Scott Morrison now has the numbers to reintroduce temporary visas and create a fast-track assessment process that will leave asylum seekers without the right of review, after striking a deal with Clive Palmer.
Morrison’s bill is designed to clear the backlog of asylum seekers being held on Christmas Island and elsewhere in Australia. It doesn’t apply to asylum seekers being “processed” (read: arbitrarily detained) offshore on Manus Island and Nauru, or anyone arriving by boat in future.
The bill also removes most references to the United Nations Refugee Convention from the Migration Act.
“This Parliament should decide what our obligations are under these conventions,” Morrison told Parliament in introducing the bill this morning. “We’re not going to hand that off to advocates and others around the world.”
(Think “we will decide who comes to this country and the circumstances in which they come”.)
Asylum seekers will have a harder time proving they have a “well-founded fear of persecution” under the new system as the threshold for protection is raised.
In a bizarre press conference explaining his backing of the bill this morning, Palmer said the new deal was a game changer for Australia because it would allow regional employers to source labour more easily, through a new visa known as the Safe Haven Enterprise Visa. “These visa holders will be targeted to regions and encouraged to fill regional vacancies,” he said.

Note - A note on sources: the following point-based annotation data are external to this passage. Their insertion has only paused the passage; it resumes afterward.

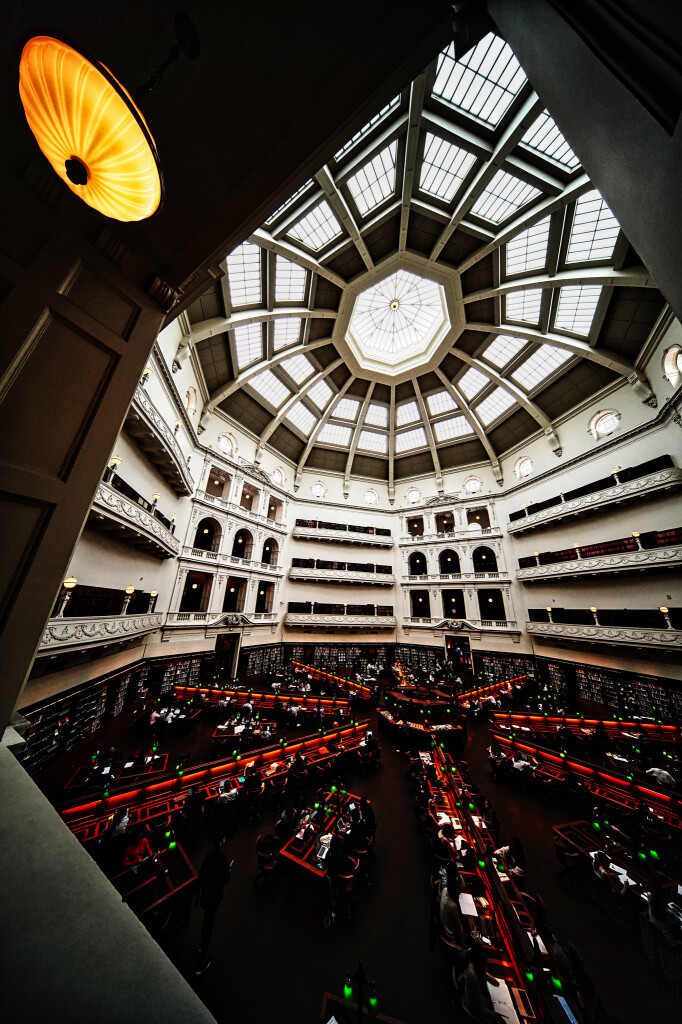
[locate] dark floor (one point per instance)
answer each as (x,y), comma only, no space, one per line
(272,958)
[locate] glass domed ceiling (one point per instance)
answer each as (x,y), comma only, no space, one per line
(300,341)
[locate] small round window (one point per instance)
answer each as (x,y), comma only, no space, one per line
(523,467)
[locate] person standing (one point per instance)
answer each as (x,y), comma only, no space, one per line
(213,877)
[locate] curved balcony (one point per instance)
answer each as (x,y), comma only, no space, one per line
(154,435)
(608,634)
(66,634)
(114,512)
(314,621)
(340,577)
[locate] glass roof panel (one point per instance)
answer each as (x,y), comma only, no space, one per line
(372,441)
(320,393)
(347,409)
(458,426)
(269,387)
(411,439)
(594,230)
(540,366)
(443,168)
(286,332)
(524,305)
(483,82)
(407,414)
(441,401)
(301,418)
(545,137)
(377,415)
(577,307)
(502,197)
(473,382)
(298,368)
(493,407)
(335,433)
(527,251)
(244,275)
(249,344)
(376,181)
(317,227)
(289,281)
(369,126)
(503,349)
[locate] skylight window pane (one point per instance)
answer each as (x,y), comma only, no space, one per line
(524,305)
(503,349)
(287,332)
(443,168)
(371,441)
(483,82)
(290,202)
(502,197)
(375,181)
(335,433)
(527,251)
(411,439)
(407,414)
(577,308)
(298,368)
(244,275)
(368,127)
(541,365)
(473,382)
(270,388)
(545,137)
(377,415)
(594,230)
(301,418)
(289,281)
(347,409)
(495,406)
(317,227)
(320,393)
(458,426)
(249,344)
(441,401)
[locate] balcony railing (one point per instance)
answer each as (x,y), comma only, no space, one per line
(129,518)
(341,576)
(68,633)
(608,634)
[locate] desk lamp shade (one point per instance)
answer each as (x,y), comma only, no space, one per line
(90,130)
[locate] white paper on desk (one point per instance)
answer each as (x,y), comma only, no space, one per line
(467,905)
(502,1000)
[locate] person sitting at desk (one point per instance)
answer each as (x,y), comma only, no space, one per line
(138,850)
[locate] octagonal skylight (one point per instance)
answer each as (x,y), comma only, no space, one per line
(397,322)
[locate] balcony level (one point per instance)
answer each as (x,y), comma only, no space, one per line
(118,509)
(625,485)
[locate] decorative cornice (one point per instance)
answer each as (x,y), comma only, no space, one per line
(604,563)
(125,512)
(61,633)
(607,634)
(619,493)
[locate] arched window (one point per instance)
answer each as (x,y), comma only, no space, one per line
(226,443)
(673,365)
(523,467)
(604,423)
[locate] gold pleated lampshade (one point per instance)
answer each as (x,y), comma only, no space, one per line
(90,130)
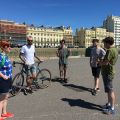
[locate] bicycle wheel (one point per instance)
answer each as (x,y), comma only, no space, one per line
(43,78)
(17,83)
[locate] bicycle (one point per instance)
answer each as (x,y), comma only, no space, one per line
(42,80)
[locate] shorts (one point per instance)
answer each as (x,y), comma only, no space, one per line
(30,69)
(96,71)
(5,85)
(108,84)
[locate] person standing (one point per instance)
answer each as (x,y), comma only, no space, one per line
(97,54)
(108,73)
(63,53)
(27,54)
(5,79)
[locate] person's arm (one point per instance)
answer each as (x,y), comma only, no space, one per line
(22,54)
(4,76)
(37,57)
(57,52)
(91,57)
(107,59)
(21,57)
(68,54)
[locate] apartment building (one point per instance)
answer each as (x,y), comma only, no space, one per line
(112,24)
(14,32)
(49,36)
(84,36)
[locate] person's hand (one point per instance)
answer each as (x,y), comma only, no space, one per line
(5,77)
(41,60)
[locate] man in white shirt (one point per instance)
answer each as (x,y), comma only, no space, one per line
(27,55)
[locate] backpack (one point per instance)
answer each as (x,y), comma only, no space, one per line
(2,61)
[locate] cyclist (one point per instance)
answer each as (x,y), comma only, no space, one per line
(63,53)
(97,54)
(5,79)
(27,55)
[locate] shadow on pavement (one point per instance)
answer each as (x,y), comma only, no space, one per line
(77,88)
(82,103)
(57,79)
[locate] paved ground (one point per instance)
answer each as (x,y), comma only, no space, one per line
(72,101)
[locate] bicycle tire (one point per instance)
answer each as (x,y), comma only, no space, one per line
(43,79)
(17,84)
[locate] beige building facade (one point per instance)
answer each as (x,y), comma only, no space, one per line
(85,36)
(49,36)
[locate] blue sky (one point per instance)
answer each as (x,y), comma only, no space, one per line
(74,13)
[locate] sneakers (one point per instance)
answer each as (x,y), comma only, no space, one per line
(109,111)
(8,115)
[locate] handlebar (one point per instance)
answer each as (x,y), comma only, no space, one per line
(21,63)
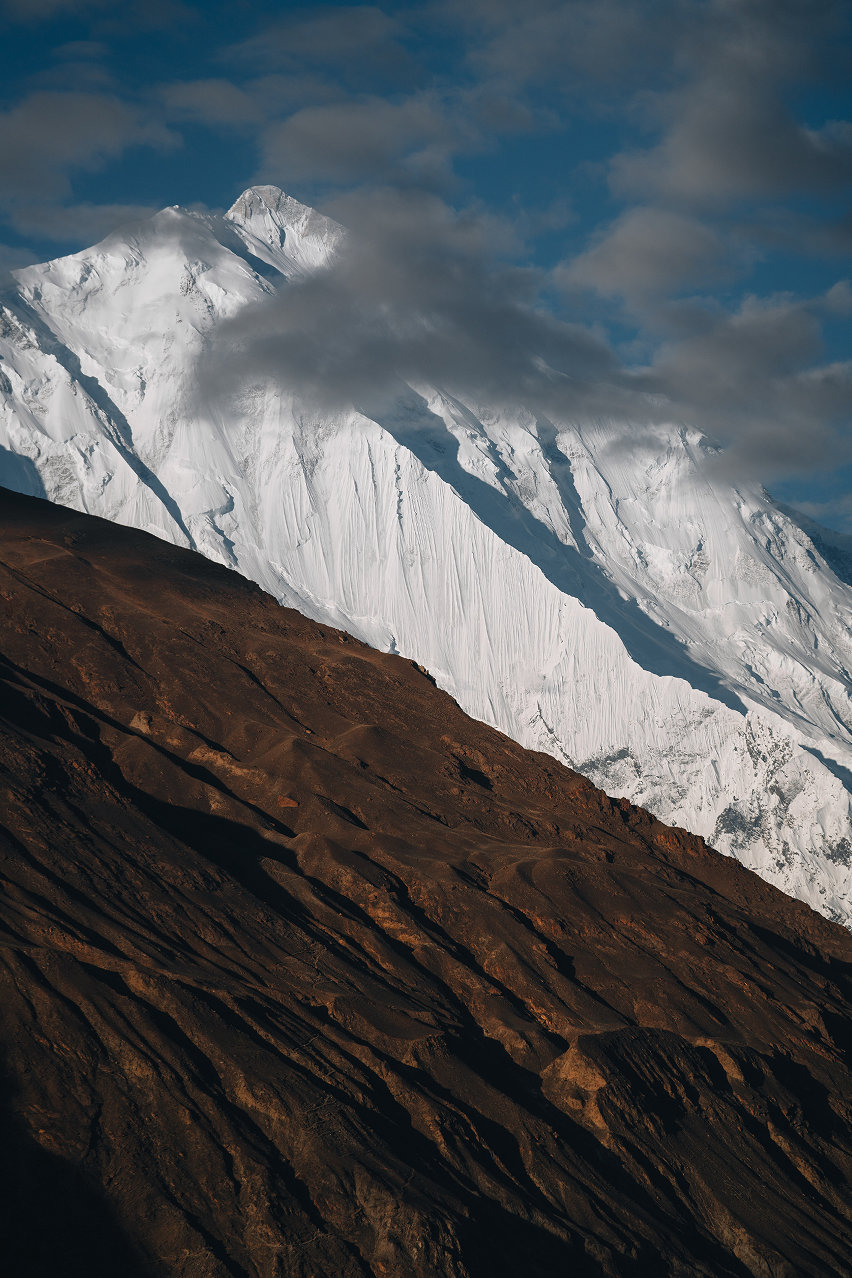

But without the right of review, and with a tighter conditions for what constitutes a refugee, it’s likely that many of the 30,000 people currently eligible for the visa will in fact be sent home — something that Morrison indicated in his own press conference this morning.
Palmer is either playing wilfully ignorant or he’s been sold a pup. No amount of silver lining will make this deal anything other than a rubber stamp to the Coalition’s increasingly arbitrary war on asylum seekers.